The second change is in the editing workflow. Raw transcription means you're rewriting anyway. But you're rewriting from a complete thought, not a fragmented one. An engineer on our team described this moment: "I used to lose six hours the next morning reconstructing what I was explaining. Now I lose forty minutes cleaning up the transcription. That's actually sustainable."
The third change, the one Marcus noticed most: you don't stop talking. You don't check the metering. You don't have anxiety about how much text you've generated. It's transparent. The tool disappears. You're just thinking out loud into text.
Why IP Matters More Than You Think
For Marcus, the IP constraint was decisive. At a fintech, some systems explanations are sensitive. Settlement logic, error handling for specific regulatory scenarios, the exact way reconciliation systems approach edge cases. These aren't "trade secrets" in a legal sense, but they're also not something you want traveling to OpenAI's servers or any third-party provider.
Local-first dictation means Whisper runs on your device. Your device, your data. The explanation never travels upstream unless you ask it to (and if you do use the cloud rewrite option, you're doing it deliberately, not invisibly).

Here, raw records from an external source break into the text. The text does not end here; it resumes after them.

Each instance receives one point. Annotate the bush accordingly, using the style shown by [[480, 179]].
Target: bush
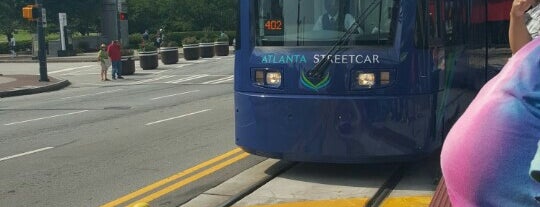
[[126, 52], [83, 46], [24, 45], [171, 44], [190, 40], [180, 36], [148, 47], [222, 38], [135, 40]]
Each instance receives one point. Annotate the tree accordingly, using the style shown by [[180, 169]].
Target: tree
[[83, 15], [182, 15]]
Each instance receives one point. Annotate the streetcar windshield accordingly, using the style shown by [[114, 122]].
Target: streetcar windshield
[[323, 22]]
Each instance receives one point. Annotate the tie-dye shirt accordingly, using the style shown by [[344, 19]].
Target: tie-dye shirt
[[487, 154]]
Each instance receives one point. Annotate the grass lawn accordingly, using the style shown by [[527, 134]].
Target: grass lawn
[[22, 35]]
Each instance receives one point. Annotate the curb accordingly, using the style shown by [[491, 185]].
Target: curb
[[28, 91]]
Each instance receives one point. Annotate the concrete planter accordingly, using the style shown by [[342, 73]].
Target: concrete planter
[[128, 65], [221, 48], [207, 50], [191, 52], [169, 55], [148, 60]]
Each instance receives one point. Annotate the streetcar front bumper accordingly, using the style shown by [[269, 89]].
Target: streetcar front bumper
[[347, 129]]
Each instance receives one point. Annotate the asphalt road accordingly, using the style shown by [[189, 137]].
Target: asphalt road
[[95, 142]]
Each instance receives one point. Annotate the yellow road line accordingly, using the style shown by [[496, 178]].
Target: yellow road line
[[412, 201], [351, 202], [171, 178], [193, 178]]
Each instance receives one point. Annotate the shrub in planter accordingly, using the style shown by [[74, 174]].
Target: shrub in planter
[[148, 57], [128, 64], [190, 46], [221, 45], [169, 54], [207, 48]]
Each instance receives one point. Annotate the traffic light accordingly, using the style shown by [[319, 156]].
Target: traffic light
[[30, 12], [123, 16]]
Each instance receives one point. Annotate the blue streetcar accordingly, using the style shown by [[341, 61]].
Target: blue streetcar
[[351, 81]]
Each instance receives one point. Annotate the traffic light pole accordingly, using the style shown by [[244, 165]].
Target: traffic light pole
[[42, 56]]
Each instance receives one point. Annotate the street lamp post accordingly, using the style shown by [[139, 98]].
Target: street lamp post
[[42, 56]]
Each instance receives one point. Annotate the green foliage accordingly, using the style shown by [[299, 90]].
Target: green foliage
[[83, 46], [135, 40], [184, 15], [190, 40], [126, 52], [25, 45], [148, 47], [223, 37], [171, 44]]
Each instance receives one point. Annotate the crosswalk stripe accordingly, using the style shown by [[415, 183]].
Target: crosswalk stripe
[[154, 79], [221, 80], [70, 69], [188, 78]]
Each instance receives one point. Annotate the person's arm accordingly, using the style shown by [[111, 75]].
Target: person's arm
[[517, 31]]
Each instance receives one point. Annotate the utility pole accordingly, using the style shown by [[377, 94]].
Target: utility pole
[[42, 56]]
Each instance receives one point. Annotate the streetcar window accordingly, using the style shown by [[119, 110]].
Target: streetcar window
[[323, 22]]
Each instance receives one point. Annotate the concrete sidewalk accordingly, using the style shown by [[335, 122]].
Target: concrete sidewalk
[[17, 85]]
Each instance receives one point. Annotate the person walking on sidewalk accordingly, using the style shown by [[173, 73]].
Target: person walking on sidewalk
[[116, 59], [104, 61], [12, 47]]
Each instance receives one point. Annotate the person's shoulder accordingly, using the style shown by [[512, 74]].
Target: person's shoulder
[[534, 12]]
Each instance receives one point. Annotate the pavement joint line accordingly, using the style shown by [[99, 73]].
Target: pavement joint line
[[153, 99], [80, 96], [172, 178], [70, 69], [177, 117], [188, 78], [221, 80], [192, 178], [48, 117], [25, 153]]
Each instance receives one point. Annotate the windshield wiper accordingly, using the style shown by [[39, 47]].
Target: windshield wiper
[[318, 72]]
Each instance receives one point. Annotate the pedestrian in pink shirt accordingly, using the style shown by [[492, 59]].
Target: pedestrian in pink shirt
[[116, 59]]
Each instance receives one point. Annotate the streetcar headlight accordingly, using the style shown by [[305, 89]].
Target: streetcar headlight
[[366, 79], [385, 78], [273, 79], [267, 77], [259, 77]]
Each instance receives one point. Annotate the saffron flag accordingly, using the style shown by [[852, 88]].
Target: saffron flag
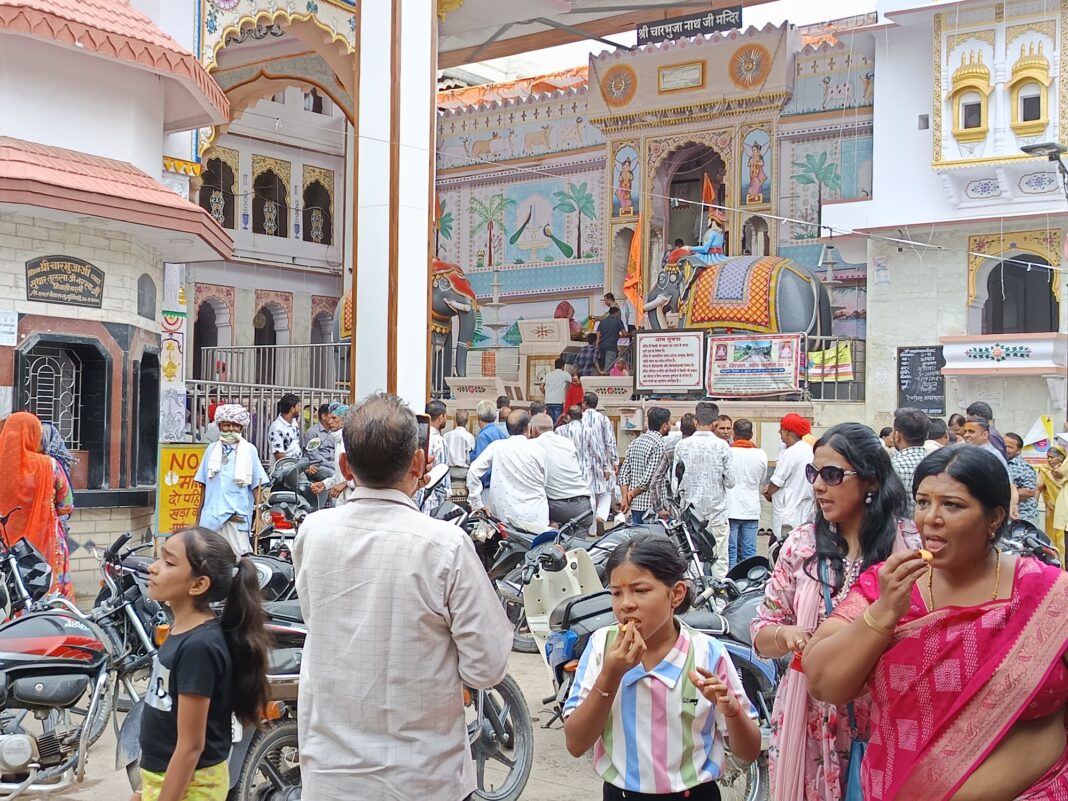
[[833, 364], [632, 283]]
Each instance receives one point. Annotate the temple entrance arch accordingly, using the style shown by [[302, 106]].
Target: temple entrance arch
[[210, 329]]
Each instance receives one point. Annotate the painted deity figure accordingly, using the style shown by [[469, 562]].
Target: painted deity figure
[[709, 252], [756, 173], [625, 187]]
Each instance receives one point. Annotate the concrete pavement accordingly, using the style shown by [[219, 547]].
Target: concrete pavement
[[554, 774]]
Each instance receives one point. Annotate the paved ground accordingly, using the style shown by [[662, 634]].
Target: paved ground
[[554, 775]]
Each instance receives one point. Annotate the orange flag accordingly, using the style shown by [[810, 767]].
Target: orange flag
[[632, 283]]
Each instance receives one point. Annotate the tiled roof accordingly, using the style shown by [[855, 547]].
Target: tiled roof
[[111, 28], [55, 177]]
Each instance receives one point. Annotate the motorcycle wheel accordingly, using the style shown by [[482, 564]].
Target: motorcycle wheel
[[502, 747], [522, 641], [271, 768], [741, 782]]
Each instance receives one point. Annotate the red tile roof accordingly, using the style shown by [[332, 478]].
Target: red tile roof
[[114, 29], [55, 177]]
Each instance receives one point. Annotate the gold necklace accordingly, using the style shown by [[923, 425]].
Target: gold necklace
[[930, 581]]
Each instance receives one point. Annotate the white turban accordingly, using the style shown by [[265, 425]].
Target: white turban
[[232, 413]]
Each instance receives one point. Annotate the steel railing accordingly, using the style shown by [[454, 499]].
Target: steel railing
[[834, 368], [262, 403], [319, 365]]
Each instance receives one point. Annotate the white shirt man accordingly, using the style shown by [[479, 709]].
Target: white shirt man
[[791, 499], [517, 486], [566, 487], [705, 483], [360, 568], [459, 441]]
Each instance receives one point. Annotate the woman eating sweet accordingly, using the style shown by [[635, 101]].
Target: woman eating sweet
[[962, 648]]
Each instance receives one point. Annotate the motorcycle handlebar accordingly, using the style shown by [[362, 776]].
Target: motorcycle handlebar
[[112, 552]]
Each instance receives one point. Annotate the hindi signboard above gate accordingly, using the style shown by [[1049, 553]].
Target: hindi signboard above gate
[[692, 25], [64, 280]]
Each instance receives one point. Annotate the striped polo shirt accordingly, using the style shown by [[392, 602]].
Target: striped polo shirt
[[662, 736]]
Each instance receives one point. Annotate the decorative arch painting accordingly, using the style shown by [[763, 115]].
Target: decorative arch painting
[[756, 160], [626, 181]]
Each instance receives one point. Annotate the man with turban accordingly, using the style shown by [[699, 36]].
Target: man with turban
[[232, 478], [788, 490]]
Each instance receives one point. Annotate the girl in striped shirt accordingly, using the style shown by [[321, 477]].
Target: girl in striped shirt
[[654, 697]]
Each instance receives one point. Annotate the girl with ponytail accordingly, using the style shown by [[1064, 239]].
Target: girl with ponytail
[[209, 668]]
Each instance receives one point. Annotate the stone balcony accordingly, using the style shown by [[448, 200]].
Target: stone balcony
[[1043, 355]]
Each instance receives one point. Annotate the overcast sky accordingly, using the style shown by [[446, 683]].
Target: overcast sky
[[798, 12]]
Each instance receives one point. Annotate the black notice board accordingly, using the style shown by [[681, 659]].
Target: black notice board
[[920, 381]]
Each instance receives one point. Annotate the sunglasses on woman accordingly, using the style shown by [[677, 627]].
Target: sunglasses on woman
[[832, 475]]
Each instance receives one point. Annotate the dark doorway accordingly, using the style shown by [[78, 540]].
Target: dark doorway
[[1020, 297]]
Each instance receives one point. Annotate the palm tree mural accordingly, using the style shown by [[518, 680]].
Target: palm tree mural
[[442, 228], [817, 170], [578, 201], [489, 215]]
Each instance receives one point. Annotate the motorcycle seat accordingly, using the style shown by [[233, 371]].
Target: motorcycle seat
[[284, 611], [708, 623]]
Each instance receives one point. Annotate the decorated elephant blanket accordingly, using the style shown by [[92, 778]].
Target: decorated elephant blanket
[[738, 294]]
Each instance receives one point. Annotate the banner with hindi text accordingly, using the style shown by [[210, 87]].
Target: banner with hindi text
[[753, 365]]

This isn't paranoia. It's a real architectural constraint that backend engineers live with. Most SaaS dictation tools make a conscious design choice to send everything to the cloud. Recitey makes the opposite choice: local first, opt-in upstream.
The Trade-Offs Are Real
The honest version: local dictation doesn't give you a polished sentence. Whisper will misheard some words. It won't perfectly distinguish between speakers. It won't flawlessly parse every acronym.
What it does give you: no metering, no caps, no delays, and no surveillance of your proprietary work. And for developers building in the age of LLMs, where voice has become the fastest way to explain complex systems, that's worth the editing pass the next morning.